L’orientation est un problème horizontal: arrivant à la fin de la sixième année, l’élève doit-il emprunter la voie de droite, celle du milieu ou celle de gauche? Le risque est trop grand de commettre une injustice à son égard, de l’orienter avant qu’il ait pu développer ses qualités réelles et surtout de l’empêcher de suivre des études longues alors qu’il en serait éventuellement capable.

La solution des réformateurs consiste à supprimer le choix, en d’autres termes à introduire la voie unique jusqu’en neuvième année. S’il n’y a plus de filières distinctes, en effet, il n’y a plus d’orientation, donc plus de décision d’orientation, donc plus de contestation par les parents desdites décisions, donc soulagement et confort pour tous. Ils règlent le problème en le supprimant.

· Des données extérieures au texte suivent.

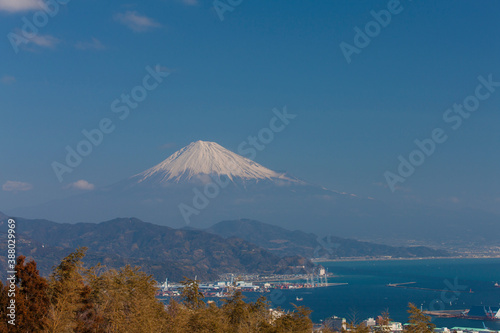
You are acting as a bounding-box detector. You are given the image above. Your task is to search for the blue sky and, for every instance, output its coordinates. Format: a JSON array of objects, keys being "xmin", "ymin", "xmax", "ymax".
[{"xmin": 1, "ymin": 0, "xmax": 499, "ymax": 216}]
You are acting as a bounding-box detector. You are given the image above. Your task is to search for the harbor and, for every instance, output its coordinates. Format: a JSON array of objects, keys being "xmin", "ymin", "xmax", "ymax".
[{"xmin": 156, "ymin": 269, "xmax": 348, "ymax": 298}]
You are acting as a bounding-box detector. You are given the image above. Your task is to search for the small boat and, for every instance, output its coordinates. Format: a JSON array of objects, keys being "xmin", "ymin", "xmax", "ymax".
[
  {"xmin": 494, "ymin": 282, "xmax": 500, "ymax": 288},
  {"xmin": 295, "ymin": 297, "xmax": 303, "ymax": 301}
]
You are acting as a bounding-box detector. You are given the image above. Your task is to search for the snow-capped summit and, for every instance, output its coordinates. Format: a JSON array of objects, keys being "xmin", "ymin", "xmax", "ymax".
[{"xmin": 134, "ymin": 140, "xmax": 292, "ymax": 184}]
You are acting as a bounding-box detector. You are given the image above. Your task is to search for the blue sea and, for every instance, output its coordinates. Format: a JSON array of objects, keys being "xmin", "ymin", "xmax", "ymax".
[{"xmin": 264, "ymin": 258, "xmax": 500, "ymax": 330}]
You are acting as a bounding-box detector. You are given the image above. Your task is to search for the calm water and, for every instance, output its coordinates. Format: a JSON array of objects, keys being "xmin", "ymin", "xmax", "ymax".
[{"xmin": 266, "ymin": 258, "xmax": 500, "ymax": 330}]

Nous avions déjà dénoncé ce procédé. Il nous a fallu plus de temps pour nous rendre compte que les réformateurs ne sont pas moins actifs et imaginatifs dans le traitement, c’est-à-dire la suppression, du problème de la promotion des élèves. Ce problème-là est vertical: l’élève peut-il monter ou doit-il refaire son année? Là aussi, pense le réformateur, l’injustice menace au-delà de ce que l’humain peut supporter. Et puis, l’échec de l’élève, c’est l’échec de l’Ecole, des maîtres, des méthodes, de la HEP.

La solution consiste à remplacer les périodes annuelles par des périodes plus longues appelées cycles. Ce n’est pas une nouveauté. Actuellement déjà, jusqu’en septième année, l’enseignement est structuré en quatre cycles de deux ans (un cycle pour l’école enfantine, deux pour l’école primaire et un pour l’école secondaire). La question de la promotion ne se pose plus à la fin de chaque année, mais uniquement à la fin de chaque cycle. on divise donc par deux le nombre de décisions de promotion. Mais pour ceux qui n’aiment pas ça, c’est encore beaucoup. Et pour les réformateurs, qui sont des gens à principes (des principes faux, mais c’est une autre question), c’est inacceptable.

Qu’à cela ne tienne, on va augmenter la durée des cycles (et du même coup réduire leur nombre)! Au moment où EVM a cassé le rythme annuel, qui calquait tout naturellement l’année scolaire sur le déroulement des saisons et des fêtes religieuses et profanes, et cassé du même coup le frein du réalisme et du bon sens, n’importe quel bricolage devenait possible.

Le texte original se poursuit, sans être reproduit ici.